10 thoughts on “America’s Great Debate Turns Forty Years Old

  1. The issue is “settled” in places outside the US partly because it was voted on directly by the people or indirectly by their representatives. In the US it was made law of the land by our betters who wear silly black robes.

  2. Freedom is alive and well in America – but only amongst the people, like Europe, as far as the political/social establishment is concerned, America is a post-freedom society.

  3. It’s sickening to see things like the “pro-choice movement”. Choosing on whether to terminate a life which does not belong to them. Some choice! As if the life being actually terminated had any saying in the whole business.
    I understand the would-be justification of someone knowing that the fetus would be born with malformations, some sort of congenital deficiency and the like or a 666 branding on the scalp… but abortion just because you couldn’t bother to be responsible about your proclivities (if that’s even possible), because you see this thing as a matter of “choice” (as if you were choosing between Coke and Pepsi), it’s not just morally reprehensible, it’s totally psychopathic.
    It IS murder, no matter how you “slice it”. All the rhetoric, laws and social engineering in the world won’t change it.

  4. Excellent piece Dymphna! Loved the “new mommy” reference, threw me for a moment but you picked me back up quickly…

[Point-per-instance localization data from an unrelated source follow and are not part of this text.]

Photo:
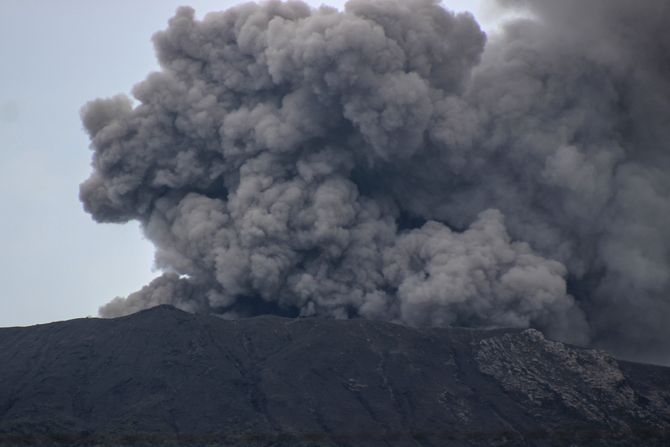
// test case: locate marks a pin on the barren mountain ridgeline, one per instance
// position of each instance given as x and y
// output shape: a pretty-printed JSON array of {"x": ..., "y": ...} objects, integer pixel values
[{"x": 166, "y": 377}]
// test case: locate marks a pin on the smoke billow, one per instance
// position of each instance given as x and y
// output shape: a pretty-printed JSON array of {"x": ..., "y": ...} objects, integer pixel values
[{"x": 387, "y": 162}]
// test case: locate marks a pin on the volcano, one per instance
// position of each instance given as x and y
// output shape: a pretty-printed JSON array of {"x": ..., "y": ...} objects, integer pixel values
[{"x": 166, "y": 377}]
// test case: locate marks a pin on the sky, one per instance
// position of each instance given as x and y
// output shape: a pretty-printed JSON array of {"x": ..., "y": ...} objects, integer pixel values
[{"x": 56, "y": 262}]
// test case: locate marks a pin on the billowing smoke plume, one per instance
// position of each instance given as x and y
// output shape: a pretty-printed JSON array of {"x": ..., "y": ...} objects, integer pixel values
[{"x": 388, "y": 162}]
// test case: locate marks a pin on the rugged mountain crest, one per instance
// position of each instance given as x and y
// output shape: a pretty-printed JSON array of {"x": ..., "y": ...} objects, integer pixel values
[{"x": 164, "y": 376}]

  5. I am glad that at least in the United States there are people who take a stand against abortion. Abortions in many countries are performed on a catastrophic scale. In fact, it is our own holocaust, with unborn babies for Jews. In Nazi Germany most people preferred not to notice that their Jewish neighbours were exterminated and some rejoiced in it. We now witness the same picture in supposedly free and democratic countries. And, unlike Germans in the 1940s, we are not in danger of concentration camp if we protest against this slaughter. By keeping silence about it we assume part of responsibility.